Where Has Your Food Been?
Gasoline may be $4.00 a gallon, GWB may be about to start another war, and politicians seem on the money dole of business, but these are less serious than what is happening to our food supply. Blue Girl has an excellent blog post, from which I've taken this post, entitled "Do you know where your food has been?"
I urge everyone to follow that link and read her post. Here is an excerpt.
For a while now, a few journalists have been making the case that our return to The Jungle is a fait accompli but the stories don't get much traction, given the American addiction to $.99 double cheeseburgers. Still, the case could be made that they were understating the true, base ugliness of the American meat-based diet.
Let's start with where most meat comes from.
Have you ever heard the term CAFO (pronounced kay-foe)? A CAFO is a Contained Animal Feeding Operation, or, in the common vernacular, a factory farm, and they are not merely monstrously inhumane, they are an environmental nightmare. This is evidenced by data collected in South Missouri in counties where chicken operations supply local processing plants.
In McDonald County, down in the southwest corner, they have CAFOs and processing plants for MoArk, Tyson and Simmons corporations, and every single body of water in the county is contaminated to a sufficient degree that they are all on the impaired water bodies list. Hog operations in the northern part of the state have a similar record of environmental degradation - to the point we have to ask "are you sure that it's worth it?"
<snip>
Lack of genetic diversity courts famine
Just ask the Irish what can happen when a country relies too heavily on one food staple that has very little genetic diversity.

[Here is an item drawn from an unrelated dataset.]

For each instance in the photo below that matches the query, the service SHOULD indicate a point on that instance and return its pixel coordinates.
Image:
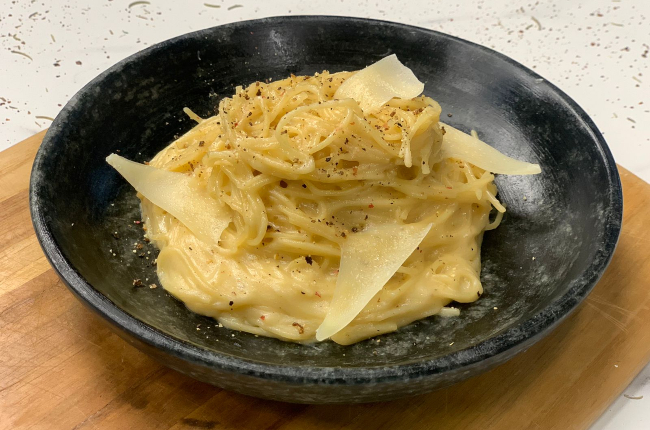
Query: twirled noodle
(299, 172)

As diversity in seed crops dwindles, and Monsanto gradually takes over every facet of seed crop production, to the point that they send investigators acting like Pinkerton thugs to farms owned by people who are not even using their products, demanding records and threatening lawsuits because wind blows pollen beyond property lines and fence rows, the risk of catastrophic famine as a result of the resulting decreased genetic diversity ticks up.
<snip>
Americans aren't likely to suffer, but developing nations are. Even before those nations went biofuels insane, smoking the crack of a potential " Green OPEC" and converting all their cereal grains to fuel for cars instead of people, they were getting shafted by big ag.
Read the entire post, and while you're at her blog, read the preceding post. It is equally damning of big ag, with further details of what companies like Monsanto are doing.
We are being shafted, and are shafting the third world even worse. These Blue Girl posts should receive a huge audience, and I hope this small blog helps get the word out.
I wish I were smart enough to understand whether the world's populations can be fed without genetically modified food or factory farms. I don't know how the quantities of food necessary to feed the world's population can be produced, but I am sure that the way it's being done now is both dangerous and not up to the job, and that its primary purpose seems to be to enrich big business.
I believe we may have gone over the tipping point, and are now moving toward a famine in Africa and some other countries beyond anything we've ever seen. I dislike being such a pessimist, but water resources, and food production are a greater danger to world peace than Iran or Syria getting a nuclear weapon.
She's quite right, throughout.
JMP> I don't know how the quantities of food necessary
JMP> to feed the world's population can be produced...
Bluntly: only by reducing the amount of animal based food in the world's population's diets.
There IS NO other answer, in the long run. Sadly, it doesn't seem likely that this will ever be done voluntarily - only when disaster strikes and destroys factory farming (of both animal and vegetable produce) will the survivors turn to a sustainable diet.
Posted by:Felix Grant | April 28, 2008 at 01:46 AM
j
jmp's short qauestion and Felix's shorter answer were, "MP> I don't know how the quantities of food necessary
JMP> to feed the world's population can be produced...
Bluntly: only by reducing the amount of animal based food in the world's population's diets."
Yesterday while at a 4-year old grandaughter's birthday party, we had some delicious hamburgers made of turkey. Three of my four kids who were there have essentially become vegetarians. I guess the turkey was a compromise. Felix obviously has the cause in his closing comment, "will the survivors turn to a sustainable diet.". Until society changes to one where we eat to survive (be sustained) rather than enjoy ourselves, we won't solve the problem problem, . He seems at somethwng of a loss as to how to solve it other than an occasional war or famine.